People with depression are typically higher on self-criticism than people without depression, and even after depressive episodes, they will continue to display self-critical personalities.

Pay attention to your thoughts

You're so used to hearing your narration that it's easy to become oblivious to the messages you're sending yourself.

Start paying close attention to your thoughts, and you may discover that you call yourself names or talk yourself out of doing hard things.

It's estimated that you have around 60,000 thoughts per day.

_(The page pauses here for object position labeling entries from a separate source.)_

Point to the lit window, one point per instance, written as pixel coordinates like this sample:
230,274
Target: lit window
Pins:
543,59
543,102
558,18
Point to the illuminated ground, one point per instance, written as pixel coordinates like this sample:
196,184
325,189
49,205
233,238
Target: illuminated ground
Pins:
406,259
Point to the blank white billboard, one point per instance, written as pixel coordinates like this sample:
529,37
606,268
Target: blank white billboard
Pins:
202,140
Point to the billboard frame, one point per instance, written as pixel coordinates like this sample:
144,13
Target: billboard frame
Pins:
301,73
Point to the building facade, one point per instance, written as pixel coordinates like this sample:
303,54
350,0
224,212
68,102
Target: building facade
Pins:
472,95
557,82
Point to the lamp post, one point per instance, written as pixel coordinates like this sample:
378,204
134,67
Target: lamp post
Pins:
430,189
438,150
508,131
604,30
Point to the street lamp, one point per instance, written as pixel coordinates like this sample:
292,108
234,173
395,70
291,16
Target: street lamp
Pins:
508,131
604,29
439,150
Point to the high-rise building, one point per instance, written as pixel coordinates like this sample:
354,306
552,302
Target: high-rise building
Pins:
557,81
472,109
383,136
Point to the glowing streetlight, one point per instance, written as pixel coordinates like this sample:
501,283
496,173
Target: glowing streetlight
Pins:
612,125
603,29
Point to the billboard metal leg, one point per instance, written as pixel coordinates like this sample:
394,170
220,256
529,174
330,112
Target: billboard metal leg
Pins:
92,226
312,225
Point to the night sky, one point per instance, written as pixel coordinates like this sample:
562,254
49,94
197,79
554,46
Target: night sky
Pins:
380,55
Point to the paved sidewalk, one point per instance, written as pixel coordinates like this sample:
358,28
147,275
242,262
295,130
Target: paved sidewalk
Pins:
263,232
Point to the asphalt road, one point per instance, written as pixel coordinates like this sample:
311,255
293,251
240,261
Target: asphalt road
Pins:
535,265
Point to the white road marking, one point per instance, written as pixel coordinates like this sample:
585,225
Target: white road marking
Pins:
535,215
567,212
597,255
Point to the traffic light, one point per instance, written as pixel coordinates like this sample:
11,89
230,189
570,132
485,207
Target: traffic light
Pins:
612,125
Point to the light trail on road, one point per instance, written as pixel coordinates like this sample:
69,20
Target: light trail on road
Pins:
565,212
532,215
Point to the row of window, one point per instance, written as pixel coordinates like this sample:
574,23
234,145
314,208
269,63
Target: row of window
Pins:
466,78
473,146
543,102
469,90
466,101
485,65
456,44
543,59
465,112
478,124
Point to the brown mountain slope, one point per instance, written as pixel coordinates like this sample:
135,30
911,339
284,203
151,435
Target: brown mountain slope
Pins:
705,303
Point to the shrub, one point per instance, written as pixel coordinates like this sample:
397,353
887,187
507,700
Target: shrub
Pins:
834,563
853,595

So that's 60,000 chances to either build yourself up or tear yourself down.

Recognizing your thought patterns is critical to understanding how your thinking affects your life.

Change the channel

While problem-solving is helpful, ruminating is destructive.

You'll drag yourself down when you repeatedly repeat a mistake in your head or can't stop thinking about something terrible that happened.

The best way to change the channel is by getting active.

Find an activity that will temporarily distract you from the negative tapes playing in your head.

Go for a walk, call a friend to discuss a different subject, or tackle a project you've been putting off.

But refuse to sit and listen to your brain beat you up.

Examine the evidence

Your thoughts aren't always accurate and are often exaggeratedly negative.

So it's essential to examine the evidence before you believe your thoughts.

If you think, "I'm going to embarrass myself when I give that presentation," pause for a minute.

Take a piece of paper and write down all the evidence indicating you will fail.

Then, list all the proof that you aren't going to die.

Looking at the evidence on both sides can help you look at the situation a little more rationally and less emotionally.

Reminding yourself that your thoughts aren't 100 percent true can boost confidence.

Replace exaggeratedly negative thoughts with realistic statements

When you recognize that your negative thoughts aren't entirely true, try replacing those statements with something more realistic.

If you think, "I'll never get a promotion," a suitable replacement statement might be, "If I work hard and keep investing in myself, I may get promoted someday."

You don't need to develop unrealistic statements; overconfidence can be almost as damaging as serious self-doubt.

But a balanced, realistic outlook is key to becoming mentally stronger.

Consider how bad it would be if your thoughts were true

It's tempting to envision a misstep becoming an utter catastrophe, but often the worst-case scenario isn't as bad as we fear.

If you predict you will get rejected for a job, ask yourself how bad that would be.

Rejection stings, but it's not the end of the world.

Reminding yourself that you can handle tough times increases your confidence.

It can also decrease the dread and worrisome thoughts that can stand in your way.

Ask yourself what advice you'd give to a friend.

It's often easier to be compassionate toward others than yourself.

For example, while you might call yourself an idiot for making a mistake, it's unlikely you'd say that to a loved one.

When you're struggling with tough times or doubting your ability to succeed, ask yourself,

"What would I say to a friend who had this problem?"

Then, offer yourself those kind, wise words.

Balance self-improvement with self-acceptance

There's a difference between telling yourself you're not good enough and reminding yourself there's room for improvement.

Accept your flaws for what they are right now while committing to progress in the future.

Although it sounds a bit counterintuitive, you can do both simultaneously:

You might accept that you feel anxious about an upcoming presentation at work while also deciding to improve your public speaking skills.

Accept yourself for who you are right now while investing in becoming an even better version of yourself.